Before you get too far in the home-buying process, make sure you really want to own a home. We'll begin by reviewing the general advantages and disadvantages of home ownership. Then think about your own personal pros and cons.

Advantages

Millions of people enjoy the rewards of home ownership. Here are the advantages of buying a home. Think about the ones that are most important to you.

A sound investment. When you carefully choose a home you can afford, the payoff can be great. Each month when you make your mortgage payment, you're building equity in a place of your own. Equity is the portion of the property that you actually own through your payments, versus the portion that you still owe the mortgage lender. The longer you stay in your home-and the more mortgage payment you make-the more equity you'll have. And unlike most things you buy, a home can actually appreciate, or increase in value, as time passes, building more equity. (Remember: there's no guarantee that your home's value will grow; sometimes home values go down.)

Tax advantages. The mortgage interest and real estate taxes you pay are tax deductible, which allows you to deduct part of your housing-related expenses from your taxable income. That can reduce your tax bill.

A first step. As you build up equity in your current home, it's usually easier to afford another home in the future.

Satisfaction and security. As a home owner, you can decorate and improve your home any way you like. Owning a home can also give you a new sense of pride in your surroundings. You and your family may feel stronger ties to your community.

Disadvantages

It's easy to get caught up in the excitement of buying a home, and to forget that home ownership may have drawbacks. Here are some disadvantages of owning a home. Think about which ones may apply to you.

Bigger costs. If you're now renting, you can expect to pay more per month for your mortgage, plus the added costs of home repairs and maintenance.

Tying up cash. Your home might increase in value as time goes by, but don't count on getting a big return quickly. During the first few years of ownership, you're likely to lose more money than you gain if you should need to sell your home, because your home may not appreciate enough to cover the 5% to 7% that usually goes to the real estate agent.

Tougher moves. After you've bought a home, you may not have as much flexibility in choosing a new location or job.

No guarantees. There's no guarantee that your home will increase in value, particularly during the first few years.

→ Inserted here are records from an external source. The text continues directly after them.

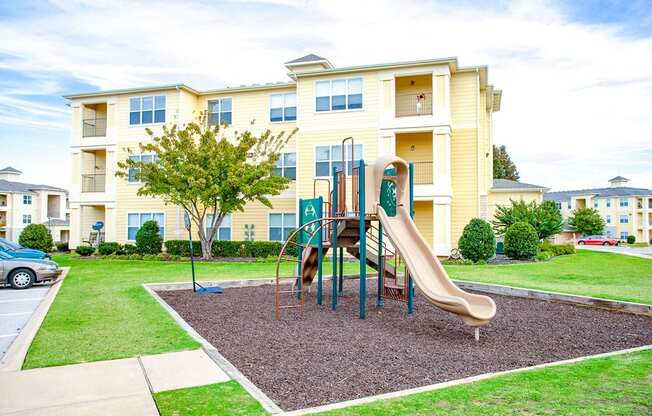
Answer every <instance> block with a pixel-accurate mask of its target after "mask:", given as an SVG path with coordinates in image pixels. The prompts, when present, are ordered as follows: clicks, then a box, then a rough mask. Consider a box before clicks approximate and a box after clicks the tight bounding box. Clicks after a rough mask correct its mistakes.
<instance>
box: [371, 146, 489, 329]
mask: <svg viewBox="0 0 652 416" xmlns="http://www.w3.org/2000/svg"><path fill="white" fill-rule="evenodd" d="M390 165H391V166H393V167H394V168H396V176H395V179H394V180H395V183H396V199H397V201H396V202H397V207H396V216H393V217H390V216H388V215H387V213H386V212H385V210H384V209H383V208H382V207H381V206H380V189H381V186H380V184H381V183H382V181H383V177H384V172H385V169H386V168H387V167H388V166H390ZM370 168H371V169H367V170H366V172H367V180H368V182H367V183H366V188H367V190H370V191H372V192H373V194H374V195H375V198H374V199H375V206H374V207H373V209H375V211H376V213H377V215H378V219H379V220H380V222H381V224H382V225H383V227H384V231H385V232H386V233H387V235H388V236H389V237H390V239H391V240H392V244H393V245H395V246H396V248H398V251H399V252H400V253H401V256H402V257H403V258H404V259H405V264H406V265H407V267H408V270H409V272H410V276H412V279H413V281H414V283H415V285H416V286H417V287H418V288H419V289H420V290H421V292H422V293H423V295H424V296H425V297H426V298H427V299H428V300H429V301H430V303H432V304H433V305H435V306H437V307H439V308H441V309H443V310H445V311H448V312H452V313H455V314H457V315H459V316H460V317H461V318H462V319H463V320H464V322H465V323H466V324H468V325H471V326H475V327H478V326H482V325H486V324H488V323H489V321H490V320H491V319H492V318H493V317H494V315H496V304H495V303H494V301H493V299H491V298H490V297H488V296H483V295H476V294H473V293H468V292H465V291H463V290H462V289H460V288H459V287H457V285H455V283H453V281H452V280H451V279H450V278H449V277H448V273H446V270H445V269H444V267H443V266H442V265H441V263H440V262H439V259H437V256H435V255H434V253H433V252H432V249H431V248H430V245H429V244H428V243H427V242H426V240H424V238H423V237H422V236H421V233H420V232H419V230H418V229H417V226H416V224H415V223H414V221H413V220H412V218H411V217H410V213H409V212H408V210H407V208H406V206H409V201H408V192H407V189H406V188H407V183H406V182H407V181H408V165H407V163H406V162H405V161H404V160H403V159H401V158H398V157H396V156H389V157H384V158H381V159H379V160H378V161H377V162H376V164H375V166H373V167H370ZM369 186H372V187H373V189H369ZM476 339H477V332H476Z"/></svg>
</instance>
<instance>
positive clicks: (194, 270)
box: [188, 227, 197, 292]
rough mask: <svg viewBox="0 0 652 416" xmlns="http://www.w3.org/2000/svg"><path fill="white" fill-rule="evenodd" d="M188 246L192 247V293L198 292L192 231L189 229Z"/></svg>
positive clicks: (191, 259) (190, 255) (188, 230)
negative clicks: (192, 245) (188, 245)
mask: <svg viewBox="0 0 652 416" xmlns="http://www.w3.org/2000/svg"><path fill="white" fill-rule="evenodd" d="M188 245H189V246H190V268H191V269H192V291H193V292H197V283H195V253H193V251H194V250H193V249H192V231H191V230H190V227H188Z"/></svg>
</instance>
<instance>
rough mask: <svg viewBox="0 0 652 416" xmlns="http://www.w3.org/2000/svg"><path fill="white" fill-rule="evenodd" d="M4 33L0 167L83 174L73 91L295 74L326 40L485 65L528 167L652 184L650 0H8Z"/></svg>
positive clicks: (340, 43) (338, 61) (604, 182)
mask: <svg viewBox="0 0 652 416" xmlns="http://www.w3.org/2000/svg"><path fill="white" fill-rule="evenodd" d="M0 39H2V42H0V149H2V151H1V152H0V167H3V166H6V165H10V166H14V167H16V168H18V169H20V170H22V171H23V172H24V173H25V176H24V180H26V181H30V182H40V183H49V184H54V185H59V186H67V185H68V183H69V181H70V170H69V168H68V163H69V148H68V145H69V139H70V137H69V134H70V131H69V130H70V113H69V108H68V107H67V106H66V100H65V99H63V98H62V97H61V96H62V95H63V94H66V93H70V92H81V91H95V90H100V89H110V88H121V87H133V86H143V85H157V84H169V83H177V82H183V83H187V84H189V85H192V86H194V87H196V88H200V89H203V88H216V87H222V86H227V85H240V84H247V83H255V82H258V83H261V82H270V81H279V80H286V79H287V76H286V71H285V68H284V67H283V62H285V61H288V60H290V59H293V58H296V57H299V56H302V55H304V54H306V53H316V54H318V55H321V56H325V57H327V58H328V59H330V60H331V62H333V63H334V64H335V65H336V66H348V65H356V64H367V63H377V62H389V61H399V60H411V59H425V58H435V57H442V56H457V57H458V58H459V60H460V64H462V65H483V64H486V65H488V66H489V78H490V82H492V83H494V84H495V85H496V87H497V88H500V89H503V91H504V95H503V107H502V110H501V111H500V112H499V113H497V114H496V115H495V124H494V141H495V142H496V143H497V144H506V145H507V146H508V149H509V151H510V153H511V154H512V157H513V159H515V161H516V163H517V165H518V167H519V169H520V171H521V177H522V180H523V181H526V182H531V183H536V184H541V185H546V186H549V187H551V188H554V189H568V188H580V187H594V186H604V185H605V184H606V180H607V179H609V178H610V177H612V176H615V175H623V176H626V177H629V178H631V179H632V185H636V186H641V187H649V188H652V168H651V166H652V1H629V2H612V1H593V2H589V1H572V2H562V1H528V2H526V1H517V2H508V1H491V2H473V1H461V2H459V1H458V2H436V1H431V2H427V1H426V2H424V1H418V0H407V1H402V2H396V1H385V0H377V1H373V2H364V1H359V2H351V1H340V0H334V1H291V0H268V1H258V2H251V1H246V0H233V1H226V2H213V1H207V0H206V1H194V2H189V1H187V2H173V1H165V2H158V3H156V4H154V3H152V2H139V1H124V0H113V1H105V0H94V1H92V0H56V1H36V2H30V1H21V2H14V1H7V0H0Z"/></svg>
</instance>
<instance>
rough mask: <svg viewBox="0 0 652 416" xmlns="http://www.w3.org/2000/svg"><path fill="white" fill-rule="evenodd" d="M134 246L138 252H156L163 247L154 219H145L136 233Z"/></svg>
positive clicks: (158, 232)
mask: <svg viewBox="0 0 652 416" xmlns="http://www.w3.org/2000/svg"><path fill="white" fill-rule="evenodd" d="M136 247H138V251H139V252H140V254H158V253H160V252H161V248H162V247H163V240H162V239H161V235H160V234H159V229H158V223H157V222H156V221H154V220H150V221H145V223H144V224H143V225H142V226H141V227H140V229H139V230H138V232H137V233H136Z"/></svg>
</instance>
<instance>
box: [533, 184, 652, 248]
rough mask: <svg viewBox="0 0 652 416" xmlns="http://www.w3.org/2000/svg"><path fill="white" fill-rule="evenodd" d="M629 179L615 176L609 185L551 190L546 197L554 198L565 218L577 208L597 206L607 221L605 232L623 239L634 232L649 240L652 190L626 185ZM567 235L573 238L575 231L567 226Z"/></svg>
mask: <svg viewBox="0 0 652 416" xmlns="http://www.w3.org/2000/svg"><path fill="white" fill-rule="evenodd" d="M628 182H629V179H627V178H624V177H622V176H616V177H615V178H611V179H609V187H607V188H595V189H580V190H575V191H560V192H548V193H546V194H545V195H544V197H543V198H544V200H551V201H555V203H556V204H557V207H558V208H559V209H560V210H561V212H562V215H563V217H564V219H566V218H568V217H569V216H570V215H571V213H572V212H573V211H574V210H575V209H577V208H595V209H596V210H597V211H598V212H599V213H600V215H601V216H602V218H603V219H604V221H605V223H606V227H605V230H604V234H605V235H607V236H609V237H612V238H618V239H620V240H627V237H628V236H630V235H633V236H635V237H636V241H638V242H645V243H649V242H650V238H652V190H650V189H644V188H632V187H629V186H627V183H628ZM564 234H566V235H567V236H566V238H572V237H573V234H574V233H573V230H572V229H566V231H565V233H564ZM576 237H577V236H576ZM562 238H563V237H562Z"/></svg>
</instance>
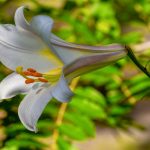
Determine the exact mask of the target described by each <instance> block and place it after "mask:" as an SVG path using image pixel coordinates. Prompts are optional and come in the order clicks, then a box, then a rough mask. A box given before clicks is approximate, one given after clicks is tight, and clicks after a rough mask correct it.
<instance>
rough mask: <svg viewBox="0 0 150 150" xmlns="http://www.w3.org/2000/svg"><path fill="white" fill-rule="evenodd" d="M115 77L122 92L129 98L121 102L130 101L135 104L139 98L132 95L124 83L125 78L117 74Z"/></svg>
mask: <svg viewBox="0 0 150 150" xmlns="http://www.w3.org/2000/svg"><path fill="white" fill-rule="evenodd" d="M113 79H114V80H115V81H116V82H117V83H118V84H119V85H120V88H121V91H122V93H123V94H124V95H125V97H126V98H127V99H125V100H123V101H121V103H124V102H127V101H128V102H129V103H130V104H135V103H136V102H137V99H136V98H135V97H134V96H133V95H132V93H131V92H130V89H129V88H128V86H127V85H125V84H124V82H123V79H122V78H121V77H119V76H117V75H114V76H113Z"/></svg>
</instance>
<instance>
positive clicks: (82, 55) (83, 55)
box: [50, 33, 125, 64]
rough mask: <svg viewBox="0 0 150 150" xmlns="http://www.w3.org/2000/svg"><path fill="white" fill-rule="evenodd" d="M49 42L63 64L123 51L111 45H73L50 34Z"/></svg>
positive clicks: (118, 44) (117, 45) (116, 44)
mask: <svg viewBox="0 0 150 150" xmlns="http://www.w3.org/2000/svg"><path fill="white" fill-rule="evenodd" d="M50 42H51V44H52V46H53V49H54V50H55V51H56V53H57V54H58V55H59V57H60V58H61V59H62V61H63V62H64V63H65V64H69V63H71V62H73V61H75V60H76V59H79V58H81V57H84V56H90V55H93V54H99V53H110V52H116V51H122V50H124V49H125V48H124V47H123V46H122V45H120V44H112V45H107V46H88V45H79V44H73V43H69V42H66V41H64V40H62V39H60V38H59V37H57V36H56V35H54V34H52V33H51V38H50Z"/></svg>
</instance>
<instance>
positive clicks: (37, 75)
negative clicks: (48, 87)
mask: <svg viewBox="0 0 150 150" xmlns="http://www.w3.org/2000/svg"><path fill="white" fill-rule="evenodd" d="M32 76H34V77H42V74H41V73H39V72H35V73H32Z"/></svg>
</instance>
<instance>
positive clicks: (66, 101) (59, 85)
mask: <svg viewBox="0 0 150 150" xmlns="http://www.w3.org/2000/svg"><path fill="white" fill-rule="evenodd" d="M51 91H52V96H53V97H54V98H56V99H57V100H58V101H60V102H68V101H69V100H70V99H71V97H72V96H73V93H72V91H71V90H70V88H69V86H68V83H67V80H66V79H65V77H64V75H63V74H62V76H61V78H60V79H59V81H58V83H57V84H56V85H55V86H53V87H52V90H51Z"/></svg>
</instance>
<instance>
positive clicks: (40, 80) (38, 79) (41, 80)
mask: <svg viewBox="0 0 150 150" xmlns="http://www.w3.org/2000/svg"><path fill="white" fill-rule="evenodd" d="M38 80H39V81H41V82H45V83H46V82H48V80H46V79H44V78H38Z"/></svg>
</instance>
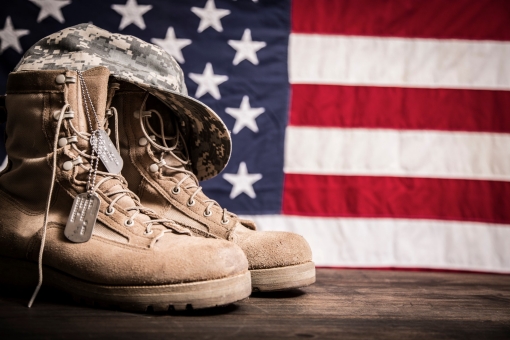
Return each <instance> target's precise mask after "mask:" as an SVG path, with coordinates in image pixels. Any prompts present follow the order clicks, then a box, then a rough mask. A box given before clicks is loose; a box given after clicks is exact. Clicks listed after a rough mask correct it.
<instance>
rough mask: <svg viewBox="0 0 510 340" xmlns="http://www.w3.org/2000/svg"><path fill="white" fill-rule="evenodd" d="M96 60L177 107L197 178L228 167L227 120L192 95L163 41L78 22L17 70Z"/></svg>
mask: <svg viewBox="0 0 510 340" xmlns="http://www.w3.org/2000/svg"><path fill="white" fill-rule="evenodd" d="M97 66H105V67H107V68H108V69H109V70H110V73H111V75H112V76H113V77H114V78H116V79H118V80H123V81H127V82H129V83H132V84H135V85H137V86H139V87H140V88H142V89H144V90H146V91H148V92H149V93H151V94H152V95H154V96H156V97H157V98H159V99H160V100H161V101H163V102H164V103H165V104H166V105H167V106H168V107H170V108H171V109H173V110H174V111H175V113H176V114H177V115H178V116H179V117H180V118H181V122H183V123H184V124H185V128H184V130H185V131H184V132H185V133H186V132H187V133H186V134H187V136H185V138H186V140H187V141H188V150H189V153H190V155H189V156H190V160H191V162H192V165H191V166H192V170H193V172H194V173H195V175H197V177H198V179H199V180H205V179H209V178H212V177H214V176H216V175H217V174H218V173H220V172H221V171H222V170H223V169H224V168H225V166H226V165H227V163H228V160H229V158H230V153H231V150H232V146H231V143H232V141H231V139H230V134H229V132H228V130H227V128H226V126H225V124H224V123H223V121H222V120H221V118H220V117H218V115H217V114H216V113H215V112H214V111H213V110H211V109H210V108H209V107H207V106H206V105H205V104H203V103H201V102H200V101H198V100H196V99H194V98H191V97H189V96H188V93H187V90H186V84H185V83H184V75H183V72H182V70H181V68H180V67H179V65H178V64H177V62H176V61H175V60H174V58H173V57H172V56H171V55H170V54H168V53H167V52H166V51H165V50H163V49H161V48H160V47H159V46H155V45H153V44H150V43H147V42H145V41H143V40H141V39H138V38H136V37H133V36H130V35H122V34H117V33H110V32H108V31H106V30H103V29H101V28H99V27H96V26H94V25H92V24H80V25H76V26H72V27H68V28H66V29H63V30H61V31H58V32H56V33H54V34H51V35H49V36H47V37H45V38H43V39H41V40H39V41H38V42H37V43H36V44H35V45H34V46H32V47H31V48H30V49H29V50H28V51H27V52H26V53H25V55H24V56H23V58H22V59H21V61H20V62H19V63H18V65H17V66H16V68H15V69H14V70H15V71H25V70H57V69H68V70H74V71H85V70H88V69H90V68H93V67H97Z"/></svg>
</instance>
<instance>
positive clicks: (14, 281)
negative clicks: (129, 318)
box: [0, 257, 251, 312]
mask: <svg viewBox="0 0 510 340" xmlns="http://www.w3.org/2000/svg"><path fill="white" fill-rule="evenodd" d="M0 273H2V275H0V282H1V283H6V284H16V285H23V286H29V285H33V286H34V287H35V285H36V283H37V265H36V264H35V263H33V262H28V261H24V260H18V259H12V258H6V257H0ZM43 275H44V276H43V278H44V281H43V282H44V283H43V285H46V286H52V287H55V288H57V289H60V290H63V291H65V292H68V293H70V294H71V295H72V296H73V298H74V299H75V300H77V301H80V302H84V303H86V304H88V305H96V306H99V307H105V308H115V309H120V310H126V311H135V312H146V311H155V312H162V311H173V310H190V309H201V308H209V307H216V306H224V305H228V304H231V303H233V302H236V301H239V300H243V299H245V298H247V297H248V296H249V295H250V294H251V279H250V272H248V271H247V272H246V273H242V274H239V275H235V276H231V277H226V278H222V279H216V280H209V281H200V282H190V283H180V284H168V285H151V286H108V285H101V284H94V283H90V282H86V281H83V280H80V279H77V278H74V277H71V276H69V275H67V274H64V273H62V272H60V271H58V270H55V269H52V268H49V267H46V266H43Z"/></svg>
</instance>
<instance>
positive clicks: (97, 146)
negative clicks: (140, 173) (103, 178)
mask: <svg viewBox="0 0 510 340" xmlns="http://www.w3.org/2000/svg"><path fill="white" fill-rule="evenodd" d="M97 136H99V137H97ZM96 138H98V139H99V140H98V141H97V150H96V152H97V155H98V156H99V159H100V160H101V162H103V164H104V166H105V167H106V170H107V171H108V172H109V173H111V174H119V173H120V171H121V170H122V167H123V166H124V162H123V160H122V157H121V156H120V155H119V152H118V151H117V149H116V148H115V145H113V142H112V140H111V139H110V137H109V136H108V134H107V133H106V131H105V130H99V133H98V134H96V133H93V134H92V136H91V137H90V144H91V145H92V147H95V146H96Z"/></svg>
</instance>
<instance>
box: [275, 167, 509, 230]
mask: <svg viewBox="0 0 510 340" xmlns="http://www.w3.org/2000/svg"><path fill="white" fill-rule="evenodd" d="M509 197H510V182H497V181H477V180H457V179H429V178H405V177H370V176H319V175H296V174H286V175H285V183H284V191H283V208H282V210H283V213H284V214H286V215H303V216H322V217H369V218H372V217H373V218H391V217H392V218H417V219H441V220H458V221H474V222H488V223H506V224H509V223H510V200H509V199H508V198H509Z"/></svg>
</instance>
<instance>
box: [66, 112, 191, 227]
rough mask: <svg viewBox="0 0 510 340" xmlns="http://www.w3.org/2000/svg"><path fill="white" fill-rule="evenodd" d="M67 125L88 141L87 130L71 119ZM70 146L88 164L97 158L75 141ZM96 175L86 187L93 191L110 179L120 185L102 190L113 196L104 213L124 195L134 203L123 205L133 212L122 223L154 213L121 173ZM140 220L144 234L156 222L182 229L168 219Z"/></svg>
mask: <svg viewBox="0 0 510 340" xmlns="http://www.w3.org/2000/svg"><path fill="white" fill-rule="evenodd" d="M69 127H70V128H71V130H72V131H73V133H74V134H75V135H76V136H78V137H79V138H81V139H84V140H86V141H88V140H89V139H90V137H91V134H90V133H88V132H80V131H78V129H76V127H75V126H74V125H73V123H72V121H69ZM71 148H72V149H73V150H74V151H76V152H77V153H78V154H79V155H80V156H79V157H84V158H86V159H88V160H89V162H88V163H89V164H91V163H92V161H93V160H95V159H97V156H92V155H90V154H88V153H87V152H84V151H82V150H80V149H79V148H78V146H77V145H76V143H72V144H71ZM77 165H78V166H80V167H81V168H82V169H83V170H85V171H87V172H88V171H90V166H86V165H85V164H83V162H78V164H77ZM97 175H99V176H100V177H103V178H102V179H101V180H100V181H99V182H98V183H97V184H95V185H94V187H93V188H88V189H93V191H96V190H98V189H100V188H101V186H102V185H103V184H105V183H107V182H108V181H110V180H116V181H117V182H118V183H119V184H120V185H121V187H122V188H121V189H118V190H113V191H112V190H106V191H104V190H103V193H104V194H105V195H106V196H107V197H110V198H113V199H112V201H111V202H110V204H109V205H108V207H107V208H106V210H105V214H106V215H113V213H114V212H115V205H116V203H117V202H118V201H120V200H121V199H122V198H124V197H130V198H131V200H132V201H133V202H134V203H135V204H134V205H132V206H128V207H123V208H124V210H126V211H127V212H133V213H132V214H131V215H130V217H129V218H128V219H127V220H126V221H125V222H124V225H125V226H126V227H131V226H133V225H134V219H135V218H136V216H137V215H139V214H145V215H148V216H149V217H150V215H155V214H156V212H155V211H154V210H152V209H149V208H147V207H144V206H143V205H142V203H141V201H140V198H139V197H138V196H137V195H136V194H135V193H134V192H132V191H131V190H129V189H128V188H127V182H126V180H125V179H124V177H123V176H122V175H120V174H112V173H108V172H104V171H100V170H98V171H97ZM141 222H142V223H143V224H145V226H146V230H145V232H144V235H150V234H152V233H153V231H152V226H153V225H154V224H156V223H159V224H164V225H165V226H167V227H170V228H171V229H173V230H175V231H177V232H178V233H182V231H183V230H182V228H181V227H179V226H178V225H176V224H175V223H174V222H173V221H172V220H168V219H157V220H155V219H151V220H148V221H141Z"/></svg>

Home ownership isn't for everyone, so you should think carefully about the advantages and disadvantages before signing an agreement to buy.

Tax Planning

Tax benefits are just one more advantage to owning your home instead of renting. The federal and most state governments have actively promoted home ownership by providing homeowners with tax benefits that aren't available to renters. Here are some of those benefits:

Income tax deductions

The federal government allows most tax payers to deduct money from their taxable income, either through a standard deduction amount or itemized expenses. Most states also permit these deductions.

In the past you may have taken the standard deduction rather than itemizing your deductions on your federal income tax returns. You may have been using the 1040EZ short form to complete your income taxes.

But now that you're a homeowner, you may want to start using the 1040 "long form" to deduct some housing-related expenses from your taxable income-and probably reduce your tax bill. Deductible expenses include interest on your mortgage and state or local property taxes.

Interest

Each month, your mortgage loan payment is divided into principal and interest. And each month the portion going toward principal increases. In the early years of your mortgage loan, most of your mortgage payment goes toward interest. So your interest deductions will be much larger in the early years of your loan than toward the end.

At the end of each year, your mortgage loan company will provide you with a statement showing the total amount of interest you paid for the year. That's the information you'll need to claim the mortgage interest expense on your federal tax return.

In your first year as a homeowner, you may also get an extra tax break if you paid any "discount points" to the lender to get your mortgage loan, since these discount points may be counted as interest paid for tax purposes. Be sure to consult with the Internal Revenue Service or a professional tax advisor.

Keeping records

Do not throw away any documents that you receive at closing. You never know when you may need them. Keep a file on all your home-buying documents.

Generally, when you sell something for more than you paid for it, you must pay a "capital gains" tax on the increase. When you sell your principal residence, there are some exclusions to the capital gains tax that may apply. You will want to fit into those exclusions whenever possible and you will need to keep good records. For example, by adding the cost of any home improvements to your original purchase price, you reduce your taxable profit if you later sell your home. So, you should keep careful records of any improvements you make on your house. That can reduce or eliminate taxes if you sell your house for more than you paid for it. You may also be able to add some of the closing costs from your purchase to your home's basis when you sell, so don't throw your settlement statement away.

Get help

Tax issues are no place for a non-professional. Be sure to consult your tax advisor or other competent professional for detailed tax advice.